Clip control on the Apple GPU

Neverball uses legacy “fixed function” OpenGL. Rather than supply programmable shaders like OpenGL 2, old OpenGL 1 applications configure a fixed set of graphics effects like fog and alpha testing. Modern GPUs don’t implement these features in hardware. Instead, the driver synthesizes shaders implementing the desired graphics. This translation is complicated, but we get it for “free” as an open source driver in Mesa. If we implement the modern shader pipeline, Mesa will handle fixed function OpenGL for us transparently. That’s a win for open source drivers, and a win for GPU acceleration on Asahi Linux.

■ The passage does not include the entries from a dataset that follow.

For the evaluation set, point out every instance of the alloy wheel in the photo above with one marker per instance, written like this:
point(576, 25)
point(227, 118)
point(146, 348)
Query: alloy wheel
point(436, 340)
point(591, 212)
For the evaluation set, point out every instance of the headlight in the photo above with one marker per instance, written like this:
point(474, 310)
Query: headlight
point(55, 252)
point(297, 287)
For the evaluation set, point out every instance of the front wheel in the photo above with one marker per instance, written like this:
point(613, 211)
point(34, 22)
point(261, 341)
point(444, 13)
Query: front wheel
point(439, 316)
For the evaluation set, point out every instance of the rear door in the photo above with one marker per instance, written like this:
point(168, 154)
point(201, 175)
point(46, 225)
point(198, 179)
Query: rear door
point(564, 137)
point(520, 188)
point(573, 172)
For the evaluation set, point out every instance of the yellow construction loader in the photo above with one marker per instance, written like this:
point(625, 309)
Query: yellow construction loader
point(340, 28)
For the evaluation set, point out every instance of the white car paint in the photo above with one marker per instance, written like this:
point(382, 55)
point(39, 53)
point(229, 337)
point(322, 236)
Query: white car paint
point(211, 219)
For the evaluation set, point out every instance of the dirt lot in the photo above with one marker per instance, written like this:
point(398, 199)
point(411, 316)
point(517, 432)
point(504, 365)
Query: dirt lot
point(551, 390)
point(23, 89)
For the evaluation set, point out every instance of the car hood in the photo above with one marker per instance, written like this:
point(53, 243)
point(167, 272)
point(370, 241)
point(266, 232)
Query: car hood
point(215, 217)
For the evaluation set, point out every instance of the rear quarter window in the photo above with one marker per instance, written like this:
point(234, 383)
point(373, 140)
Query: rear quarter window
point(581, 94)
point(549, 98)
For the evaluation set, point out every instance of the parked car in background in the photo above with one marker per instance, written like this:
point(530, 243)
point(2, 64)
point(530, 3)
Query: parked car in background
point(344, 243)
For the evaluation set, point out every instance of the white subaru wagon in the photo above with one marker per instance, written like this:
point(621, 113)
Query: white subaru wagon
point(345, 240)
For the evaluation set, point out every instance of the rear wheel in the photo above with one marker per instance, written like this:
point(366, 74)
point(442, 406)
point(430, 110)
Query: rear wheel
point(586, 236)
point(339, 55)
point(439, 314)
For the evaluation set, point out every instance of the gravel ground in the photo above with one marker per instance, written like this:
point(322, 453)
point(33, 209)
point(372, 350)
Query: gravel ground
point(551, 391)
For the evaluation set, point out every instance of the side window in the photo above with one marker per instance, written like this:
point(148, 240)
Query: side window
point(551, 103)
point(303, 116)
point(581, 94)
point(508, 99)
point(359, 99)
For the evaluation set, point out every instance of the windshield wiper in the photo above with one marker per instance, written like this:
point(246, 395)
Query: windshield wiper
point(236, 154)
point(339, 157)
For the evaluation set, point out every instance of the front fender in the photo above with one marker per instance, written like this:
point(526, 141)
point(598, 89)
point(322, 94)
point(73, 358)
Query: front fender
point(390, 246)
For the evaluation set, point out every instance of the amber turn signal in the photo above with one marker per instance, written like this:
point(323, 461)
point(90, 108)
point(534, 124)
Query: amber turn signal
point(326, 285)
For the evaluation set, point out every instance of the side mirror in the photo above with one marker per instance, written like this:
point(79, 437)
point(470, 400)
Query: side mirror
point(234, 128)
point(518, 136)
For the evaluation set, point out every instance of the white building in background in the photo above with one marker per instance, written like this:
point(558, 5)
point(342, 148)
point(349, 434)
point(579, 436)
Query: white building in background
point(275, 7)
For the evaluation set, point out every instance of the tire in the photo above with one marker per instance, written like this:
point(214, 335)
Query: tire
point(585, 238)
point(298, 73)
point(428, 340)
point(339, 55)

To implement the modern OpenGL features, we rely on reverse-engineering the behaviour of Apple’s Metal driver, as we don’t have hardware documentation. Although Metal uses the same shader pipeline as OpenGL, it doesn’t support all the OpenGL features that the hardware does, which puts us in bind. In the past, I’ve relied on educated guesswork to bridge the gap, but there’s another solution… and it’s a doozy.

For motivation, consider the clip space used in OpenGL. In every other API on the planet, the Z component (depth) of points in the 3D world range from 0 to 1, where 0 is “near” and 1 is “far”. In OpenGL, however, Z ranges from negative 1 to 1. As Metal uses the 0/1 clip space, implementing OpenGL on Metal requires emulating the -1/1 clip space by inserting extra instructions into the vertex shader to transform the Z coordinate. Although this emulation adds overhead, it works for ANGLE’s open source implementation of OpenGL ES on Metal.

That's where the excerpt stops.